Law School Conference Examines Police Racism, Brutality

Activists, police officers and scholars from across the country packed yesterday's opening panel on "Race, Police and the Community," part of a conference on race and police brutality sponsored by Harvard Law School's Criminal Justice Institute (CJI).

About 400 people are expected to participate in the three-day conference, which features panels on racial profiling, the juvenile justice system, police leadership and police brutality.

The nine-member panel, which included political activist Rev. Al Sharpton, Philadelphia Police Commissioner John F. Timoney and Boston City Councillor Chuck Turner, condemned racism across the law enforcement system.


CJI Director and Climenko Professor of Law Charles J. Ogletree, the panel's moderator, said in his opening remarks that people of color face discrimination in the criminal justice system.

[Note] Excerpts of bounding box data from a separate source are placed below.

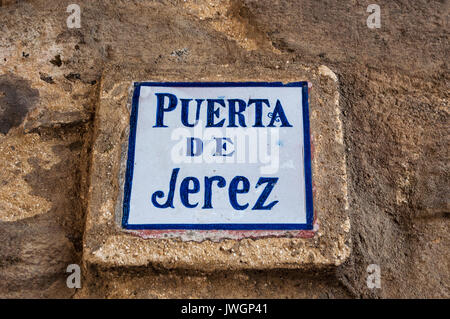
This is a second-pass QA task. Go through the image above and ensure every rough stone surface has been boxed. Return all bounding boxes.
[0,0,450,298]
[83,65,350,271]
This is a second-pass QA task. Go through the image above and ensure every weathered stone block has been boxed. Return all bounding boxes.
[84,64,350,271]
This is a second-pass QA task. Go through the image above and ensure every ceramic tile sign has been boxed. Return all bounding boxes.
[122,82,313,231]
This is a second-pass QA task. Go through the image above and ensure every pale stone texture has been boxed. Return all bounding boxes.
[0,0,450,298]
[83,64,350,271]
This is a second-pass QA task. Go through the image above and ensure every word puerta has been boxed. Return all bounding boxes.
[122,82,313,230]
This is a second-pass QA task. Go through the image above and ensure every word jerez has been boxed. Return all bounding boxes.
[151,93,292,210]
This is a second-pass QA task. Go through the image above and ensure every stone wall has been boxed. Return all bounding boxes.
[0,0,450,298]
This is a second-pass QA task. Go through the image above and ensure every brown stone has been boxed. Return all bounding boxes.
[83,64,350,271]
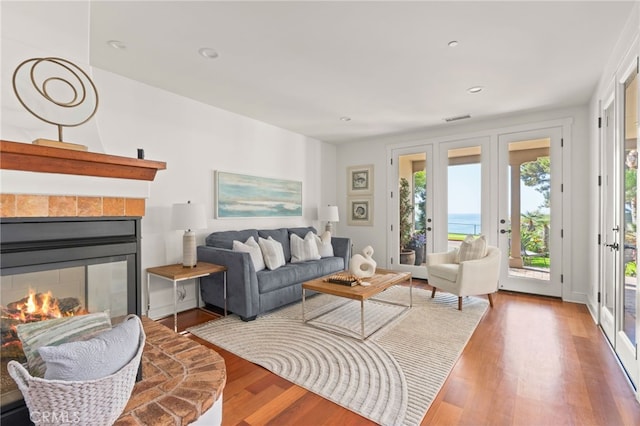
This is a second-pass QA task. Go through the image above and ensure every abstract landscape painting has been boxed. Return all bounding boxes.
[216,171,302,218]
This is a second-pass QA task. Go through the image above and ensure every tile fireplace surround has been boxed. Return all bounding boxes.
[0,141,226,426]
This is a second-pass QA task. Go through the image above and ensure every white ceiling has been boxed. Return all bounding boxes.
[90,1,633,143]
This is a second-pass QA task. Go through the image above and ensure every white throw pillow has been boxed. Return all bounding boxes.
[458,235,487,262]
[289,231,320,263]
[314,231,334,257]
[258,237,285,271]
[233,237,265,272]
[38,316,142,381]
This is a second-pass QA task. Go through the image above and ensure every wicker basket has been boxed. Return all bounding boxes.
[7,315,146,426]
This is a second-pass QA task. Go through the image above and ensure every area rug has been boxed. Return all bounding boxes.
[189,286,488,425]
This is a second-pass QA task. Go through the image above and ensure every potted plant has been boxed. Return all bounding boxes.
[409,232,427,266]
[400,178,415,265]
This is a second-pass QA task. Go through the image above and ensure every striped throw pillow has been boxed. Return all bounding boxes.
[258,237,285,271]
[16,312,111,377]
[290,231,320,263]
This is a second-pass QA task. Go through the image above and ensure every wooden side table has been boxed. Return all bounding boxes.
[147,262,227,333]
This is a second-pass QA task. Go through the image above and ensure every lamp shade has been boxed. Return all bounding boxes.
[318,206,340,222]
[171,202,207,230]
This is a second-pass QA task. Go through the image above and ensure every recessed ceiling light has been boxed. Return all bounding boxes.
[444,114,471,123]
[198,47,219,59]
[107,40,127,50]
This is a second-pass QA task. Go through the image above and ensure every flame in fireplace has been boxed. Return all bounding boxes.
[16,290,62,322]
[0,289,88,359]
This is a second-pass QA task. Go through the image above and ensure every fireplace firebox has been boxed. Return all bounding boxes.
[0,217,142,425]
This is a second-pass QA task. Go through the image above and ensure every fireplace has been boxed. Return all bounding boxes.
[0,217,141,425]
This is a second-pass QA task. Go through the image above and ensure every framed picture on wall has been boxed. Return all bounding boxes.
[214,170,302,219]
[347,164,373,195]
[347,197,373,226]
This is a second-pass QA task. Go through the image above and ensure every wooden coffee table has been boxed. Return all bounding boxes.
[302,268,413,340]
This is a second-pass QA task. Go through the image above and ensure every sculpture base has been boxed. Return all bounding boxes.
[32,139,89,151]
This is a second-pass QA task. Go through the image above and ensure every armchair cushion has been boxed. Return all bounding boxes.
[429,263,460,282]
[458,235,487,262]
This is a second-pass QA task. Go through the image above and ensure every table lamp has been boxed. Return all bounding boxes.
[318,205,340,234]
[171,201,207,268]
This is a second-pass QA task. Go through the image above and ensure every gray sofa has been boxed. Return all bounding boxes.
[198,227,351,321]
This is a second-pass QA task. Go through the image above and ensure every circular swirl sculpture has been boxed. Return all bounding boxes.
[13,57,98,142]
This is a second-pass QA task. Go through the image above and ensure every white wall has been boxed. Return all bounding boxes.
[337,105,594,303]
[0,2,336,318]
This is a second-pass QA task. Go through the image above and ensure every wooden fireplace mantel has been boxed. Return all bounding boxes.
[0,140,167,181]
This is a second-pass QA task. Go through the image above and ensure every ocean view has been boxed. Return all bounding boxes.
[447,213,481,235]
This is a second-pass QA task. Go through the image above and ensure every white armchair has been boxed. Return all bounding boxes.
[427,246,501,310]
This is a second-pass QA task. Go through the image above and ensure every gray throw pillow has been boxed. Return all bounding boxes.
[39,315,141,381]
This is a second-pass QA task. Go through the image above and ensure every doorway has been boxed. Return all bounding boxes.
[598,57,640,387]
[389,145,433,278]
[497,127,563,297]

"Hispanics and people of African descent are disproportionately represented in every aspect of the criminal justice system," Ogletree said. "As we begin a new century, it is appropriate for CJI to revisit this discussion and bring together a broad cross-section of activists, academics, members of law enforcement, and others to seek solutions."

Iris Baez, whose son was fatally choked by a NYPD officer in 1994, started the discussion by saying that police seem to be above the law.

"I figured this police officer who murdered my son would go to jail, because if my son murdered a police officer he would go to jail," Baez said. "It's a double standard."

Sharpton, a well-known activist against police brutality in New York City, urged minorities to take a more active role in their self-defense.